I agree with a lot of the other posts.
It is not a good idea to post what worked for me (because I expect there will be downvotes, etc.).
So I think it depends on the specific situation.
My strategy was:
- be exceptionally good at programming
- lie a lot in the CV, but only about experience with programming languages
- go to many interviews
One third of programming languages on my CV I have never really programmed in. Yes, this is questionable. I was very good with haskell, so I wrote experience with Scala, F# and Ocaml on my CV. And further C#, but I never programmed in C#.
In one situation I got check on my Javascript knowledge. I could answer the first one. The second questions I did not know. I said "I don't know. I think this is the answer. This can be written in haskell as a lambda expression like this...".

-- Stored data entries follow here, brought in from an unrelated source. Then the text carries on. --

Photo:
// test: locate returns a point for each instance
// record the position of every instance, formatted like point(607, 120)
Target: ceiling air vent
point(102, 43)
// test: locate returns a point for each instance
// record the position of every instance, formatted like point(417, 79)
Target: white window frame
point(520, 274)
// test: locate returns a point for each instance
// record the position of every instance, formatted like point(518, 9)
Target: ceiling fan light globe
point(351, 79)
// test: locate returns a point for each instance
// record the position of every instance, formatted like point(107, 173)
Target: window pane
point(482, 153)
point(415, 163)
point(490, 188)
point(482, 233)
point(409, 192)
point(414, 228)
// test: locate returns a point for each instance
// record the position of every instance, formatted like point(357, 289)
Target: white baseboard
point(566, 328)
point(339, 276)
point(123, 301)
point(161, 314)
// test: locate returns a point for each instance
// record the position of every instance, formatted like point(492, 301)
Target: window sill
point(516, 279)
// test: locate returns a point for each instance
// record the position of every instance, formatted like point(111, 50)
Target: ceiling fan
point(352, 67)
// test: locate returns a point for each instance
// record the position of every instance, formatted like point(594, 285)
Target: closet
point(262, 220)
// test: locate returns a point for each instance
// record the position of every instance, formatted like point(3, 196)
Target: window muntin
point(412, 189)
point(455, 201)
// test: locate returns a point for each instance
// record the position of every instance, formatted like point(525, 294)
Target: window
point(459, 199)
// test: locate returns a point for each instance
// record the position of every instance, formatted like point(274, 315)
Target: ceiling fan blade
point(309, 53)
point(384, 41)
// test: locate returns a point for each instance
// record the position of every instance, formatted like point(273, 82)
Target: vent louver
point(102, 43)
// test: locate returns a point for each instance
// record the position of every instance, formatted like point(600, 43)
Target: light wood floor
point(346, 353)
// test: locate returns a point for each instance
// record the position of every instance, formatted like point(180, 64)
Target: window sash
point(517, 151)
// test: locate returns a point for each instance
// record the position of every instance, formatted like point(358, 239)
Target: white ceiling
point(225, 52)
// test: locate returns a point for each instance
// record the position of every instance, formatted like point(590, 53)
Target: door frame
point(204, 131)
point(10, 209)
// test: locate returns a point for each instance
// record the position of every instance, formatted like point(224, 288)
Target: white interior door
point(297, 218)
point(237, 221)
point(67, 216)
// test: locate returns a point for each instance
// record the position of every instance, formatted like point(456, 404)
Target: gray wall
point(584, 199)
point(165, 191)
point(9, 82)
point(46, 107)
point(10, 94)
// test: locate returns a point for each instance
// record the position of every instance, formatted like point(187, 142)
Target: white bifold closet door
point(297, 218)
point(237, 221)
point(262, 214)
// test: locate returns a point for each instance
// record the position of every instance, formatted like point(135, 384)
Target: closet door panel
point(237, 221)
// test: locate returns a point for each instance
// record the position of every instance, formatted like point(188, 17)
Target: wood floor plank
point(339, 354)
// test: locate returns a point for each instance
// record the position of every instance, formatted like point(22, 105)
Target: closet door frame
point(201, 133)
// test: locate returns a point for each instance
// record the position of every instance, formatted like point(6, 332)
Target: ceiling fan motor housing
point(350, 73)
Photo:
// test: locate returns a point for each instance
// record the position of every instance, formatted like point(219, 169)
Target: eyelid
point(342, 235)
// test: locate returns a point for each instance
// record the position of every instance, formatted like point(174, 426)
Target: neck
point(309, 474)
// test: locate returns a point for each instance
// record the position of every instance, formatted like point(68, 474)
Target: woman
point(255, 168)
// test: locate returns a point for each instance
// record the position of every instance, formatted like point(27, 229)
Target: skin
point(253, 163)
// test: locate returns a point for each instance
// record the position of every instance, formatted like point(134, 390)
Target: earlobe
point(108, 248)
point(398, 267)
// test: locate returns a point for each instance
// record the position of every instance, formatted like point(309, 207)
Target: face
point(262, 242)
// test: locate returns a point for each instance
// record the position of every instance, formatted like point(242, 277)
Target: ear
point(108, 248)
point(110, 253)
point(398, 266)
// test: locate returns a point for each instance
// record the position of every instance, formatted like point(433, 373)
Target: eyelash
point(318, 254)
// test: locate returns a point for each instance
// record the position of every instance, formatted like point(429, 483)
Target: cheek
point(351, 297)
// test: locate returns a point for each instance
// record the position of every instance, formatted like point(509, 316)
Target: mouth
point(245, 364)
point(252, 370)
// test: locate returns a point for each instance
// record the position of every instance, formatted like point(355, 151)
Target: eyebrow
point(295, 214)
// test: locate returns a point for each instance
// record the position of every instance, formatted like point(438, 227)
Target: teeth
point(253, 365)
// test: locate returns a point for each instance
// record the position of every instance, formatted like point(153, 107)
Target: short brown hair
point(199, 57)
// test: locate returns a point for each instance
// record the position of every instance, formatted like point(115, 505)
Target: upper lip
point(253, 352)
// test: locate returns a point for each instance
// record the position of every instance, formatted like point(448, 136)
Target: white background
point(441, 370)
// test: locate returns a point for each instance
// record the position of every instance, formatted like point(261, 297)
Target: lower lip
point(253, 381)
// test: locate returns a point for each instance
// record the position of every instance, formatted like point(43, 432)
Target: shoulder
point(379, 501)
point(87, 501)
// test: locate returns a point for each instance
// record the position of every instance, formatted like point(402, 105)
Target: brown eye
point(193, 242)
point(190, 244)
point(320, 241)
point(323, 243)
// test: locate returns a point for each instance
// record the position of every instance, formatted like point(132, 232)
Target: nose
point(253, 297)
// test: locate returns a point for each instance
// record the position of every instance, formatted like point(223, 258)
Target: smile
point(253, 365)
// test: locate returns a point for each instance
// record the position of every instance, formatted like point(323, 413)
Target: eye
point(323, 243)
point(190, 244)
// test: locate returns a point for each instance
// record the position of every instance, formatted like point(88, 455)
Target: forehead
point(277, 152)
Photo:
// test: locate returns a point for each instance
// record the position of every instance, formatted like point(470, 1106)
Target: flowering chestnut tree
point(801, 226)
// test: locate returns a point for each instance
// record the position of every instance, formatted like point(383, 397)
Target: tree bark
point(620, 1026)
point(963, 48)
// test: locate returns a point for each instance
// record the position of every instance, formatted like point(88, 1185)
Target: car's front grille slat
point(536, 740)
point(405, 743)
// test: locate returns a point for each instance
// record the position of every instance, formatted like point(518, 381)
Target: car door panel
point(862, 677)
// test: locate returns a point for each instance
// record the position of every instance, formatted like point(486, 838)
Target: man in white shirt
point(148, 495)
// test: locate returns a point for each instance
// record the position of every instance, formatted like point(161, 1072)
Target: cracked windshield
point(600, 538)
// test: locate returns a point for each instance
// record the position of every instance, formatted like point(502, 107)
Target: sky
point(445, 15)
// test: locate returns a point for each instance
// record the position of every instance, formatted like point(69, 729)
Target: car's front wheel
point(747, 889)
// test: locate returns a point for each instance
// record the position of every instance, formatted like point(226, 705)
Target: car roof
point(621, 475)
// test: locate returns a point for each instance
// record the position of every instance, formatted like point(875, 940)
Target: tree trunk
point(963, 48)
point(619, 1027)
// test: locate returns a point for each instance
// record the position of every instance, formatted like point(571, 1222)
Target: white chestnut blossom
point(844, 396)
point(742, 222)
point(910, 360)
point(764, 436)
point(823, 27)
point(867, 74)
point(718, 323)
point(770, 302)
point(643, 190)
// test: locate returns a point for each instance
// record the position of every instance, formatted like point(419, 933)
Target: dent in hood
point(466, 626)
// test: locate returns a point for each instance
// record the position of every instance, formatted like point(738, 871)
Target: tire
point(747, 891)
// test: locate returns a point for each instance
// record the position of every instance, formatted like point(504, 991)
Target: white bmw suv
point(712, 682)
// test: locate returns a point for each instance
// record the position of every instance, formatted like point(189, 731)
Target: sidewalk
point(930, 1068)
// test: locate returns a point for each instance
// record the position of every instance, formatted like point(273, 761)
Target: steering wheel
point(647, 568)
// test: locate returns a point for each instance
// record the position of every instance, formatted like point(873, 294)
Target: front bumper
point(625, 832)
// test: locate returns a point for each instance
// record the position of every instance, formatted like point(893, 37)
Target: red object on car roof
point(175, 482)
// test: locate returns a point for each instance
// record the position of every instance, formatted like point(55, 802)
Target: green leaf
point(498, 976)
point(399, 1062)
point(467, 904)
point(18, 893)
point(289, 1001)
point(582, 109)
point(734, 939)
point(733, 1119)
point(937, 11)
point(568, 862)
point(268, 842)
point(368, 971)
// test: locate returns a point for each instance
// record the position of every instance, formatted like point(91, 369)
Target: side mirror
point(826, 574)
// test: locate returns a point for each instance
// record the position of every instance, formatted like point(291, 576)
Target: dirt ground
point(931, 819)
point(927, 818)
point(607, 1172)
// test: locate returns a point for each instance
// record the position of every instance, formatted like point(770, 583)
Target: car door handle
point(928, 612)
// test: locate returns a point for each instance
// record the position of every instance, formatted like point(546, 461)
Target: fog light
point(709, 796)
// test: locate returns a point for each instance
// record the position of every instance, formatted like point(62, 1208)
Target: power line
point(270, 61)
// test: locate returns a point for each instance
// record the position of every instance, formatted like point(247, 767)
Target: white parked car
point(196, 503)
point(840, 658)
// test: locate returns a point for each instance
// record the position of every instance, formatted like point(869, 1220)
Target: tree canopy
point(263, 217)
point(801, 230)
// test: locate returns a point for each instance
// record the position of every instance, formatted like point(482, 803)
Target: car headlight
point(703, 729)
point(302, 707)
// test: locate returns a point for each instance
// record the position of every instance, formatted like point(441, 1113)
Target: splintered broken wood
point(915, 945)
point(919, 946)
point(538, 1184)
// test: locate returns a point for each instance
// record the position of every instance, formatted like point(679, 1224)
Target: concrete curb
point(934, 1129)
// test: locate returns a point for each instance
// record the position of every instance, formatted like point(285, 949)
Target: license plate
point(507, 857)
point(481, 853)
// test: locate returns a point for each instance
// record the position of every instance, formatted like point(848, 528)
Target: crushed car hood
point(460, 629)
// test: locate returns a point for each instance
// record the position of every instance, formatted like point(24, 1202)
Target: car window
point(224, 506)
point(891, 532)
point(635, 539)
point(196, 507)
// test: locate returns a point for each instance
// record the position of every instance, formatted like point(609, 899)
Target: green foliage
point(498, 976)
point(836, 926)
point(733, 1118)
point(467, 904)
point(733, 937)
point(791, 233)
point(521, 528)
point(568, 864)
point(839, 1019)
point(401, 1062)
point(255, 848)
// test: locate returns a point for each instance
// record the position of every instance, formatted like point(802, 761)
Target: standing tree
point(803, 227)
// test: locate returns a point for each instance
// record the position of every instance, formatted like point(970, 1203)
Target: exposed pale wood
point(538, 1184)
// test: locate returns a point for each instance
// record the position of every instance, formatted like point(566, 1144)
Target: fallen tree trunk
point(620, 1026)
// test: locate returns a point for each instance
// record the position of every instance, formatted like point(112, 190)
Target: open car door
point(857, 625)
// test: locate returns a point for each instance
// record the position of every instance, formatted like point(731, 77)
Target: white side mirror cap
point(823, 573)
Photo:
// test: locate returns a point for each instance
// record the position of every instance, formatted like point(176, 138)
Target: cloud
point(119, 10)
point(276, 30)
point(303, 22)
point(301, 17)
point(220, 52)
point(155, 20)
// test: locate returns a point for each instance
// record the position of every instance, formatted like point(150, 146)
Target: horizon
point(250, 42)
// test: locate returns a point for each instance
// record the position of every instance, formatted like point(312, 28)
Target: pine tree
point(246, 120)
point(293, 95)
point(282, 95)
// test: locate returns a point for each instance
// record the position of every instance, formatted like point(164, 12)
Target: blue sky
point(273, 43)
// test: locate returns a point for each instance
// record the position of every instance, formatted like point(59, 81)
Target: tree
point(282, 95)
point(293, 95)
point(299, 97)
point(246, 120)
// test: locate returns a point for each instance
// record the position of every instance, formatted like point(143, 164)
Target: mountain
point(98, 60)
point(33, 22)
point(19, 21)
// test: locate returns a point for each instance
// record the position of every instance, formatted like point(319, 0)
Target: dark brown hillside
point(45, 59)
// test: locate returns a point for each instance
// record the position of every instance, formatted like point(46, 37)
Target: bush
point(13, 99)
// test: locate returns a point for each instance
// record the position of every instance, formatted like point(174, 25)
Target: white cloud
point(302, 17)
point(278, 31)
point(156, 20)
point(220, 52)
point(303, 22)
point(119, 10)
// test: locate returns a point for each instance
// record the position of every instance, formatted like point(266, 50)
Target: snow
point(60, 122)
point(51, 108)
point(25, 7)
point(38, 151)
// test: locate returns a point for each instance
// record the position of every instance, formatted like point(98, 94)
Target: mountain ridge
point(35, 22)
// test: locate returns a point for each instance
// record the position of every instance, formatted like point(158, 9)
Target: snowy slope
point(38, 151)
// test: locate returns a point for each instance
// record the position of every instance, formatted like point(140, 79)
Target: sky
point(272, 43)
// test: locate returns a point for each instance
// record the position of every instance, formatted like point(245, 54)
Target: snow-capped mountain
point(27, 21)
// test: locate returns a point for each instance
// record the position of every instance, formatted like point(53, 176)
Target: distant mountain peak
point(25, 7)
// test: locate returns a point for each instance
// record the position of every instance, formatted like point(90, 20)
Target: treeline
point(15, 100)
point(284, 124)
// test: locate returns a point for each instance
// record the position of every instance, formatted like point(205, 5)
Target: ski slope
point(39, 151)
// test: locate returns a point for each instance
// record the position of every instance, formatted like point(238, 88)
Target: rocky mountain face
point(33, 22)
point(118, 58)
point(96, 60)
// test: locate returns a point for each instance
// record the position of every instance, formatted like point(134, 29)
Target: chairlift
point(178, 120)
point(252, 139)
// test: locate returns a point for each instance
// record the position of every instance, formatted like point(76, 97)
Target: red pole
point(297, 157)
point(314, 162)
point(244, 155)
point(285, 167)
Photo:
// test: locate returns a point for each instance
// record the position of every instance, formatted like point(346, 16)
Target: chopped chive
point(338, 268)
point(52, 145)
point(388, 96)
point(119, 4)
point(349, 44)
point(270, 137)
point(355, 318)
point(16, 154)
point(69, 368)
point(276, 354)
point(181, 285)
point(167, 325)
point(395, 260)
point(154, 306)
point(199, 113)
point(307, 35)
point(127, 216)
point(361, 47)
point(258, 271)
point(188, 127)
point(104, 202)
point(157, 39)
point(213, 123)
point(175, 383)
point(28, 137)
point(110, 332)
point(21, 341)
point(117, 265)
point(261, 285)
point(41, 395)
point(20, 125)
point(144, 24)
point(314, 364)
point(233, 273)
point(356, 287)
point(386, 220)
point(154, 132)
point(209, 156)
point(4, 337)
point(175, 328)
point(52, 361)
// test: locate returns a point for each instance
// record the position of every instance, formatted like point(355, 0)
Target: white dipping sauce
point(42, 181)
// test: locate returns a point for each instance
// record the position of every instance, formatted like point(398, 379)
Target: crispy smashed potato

In one interview it just counted that I had very good grades and they didn't care so much about the programming details. In another interview they where just impress about the detailed knowledge I had in user interface design.
Another time it just counted to have very detailed knowledge about the specifics of design patters. Questions like "what architectural design patterns do you know?". Of course I knew all design patters listed on wikipedia. (And from my OOP classes the details about their use.)
So in my special case lying about my programming language experience did not have a negative impact.
Going to many interviews helped, because as soon as I had two very good offers in my pocket I was quite relaxed at the following interviews.
Presenting yourself during the interview is the most important aspect. And luck, e.g., being at the right place at the right moment.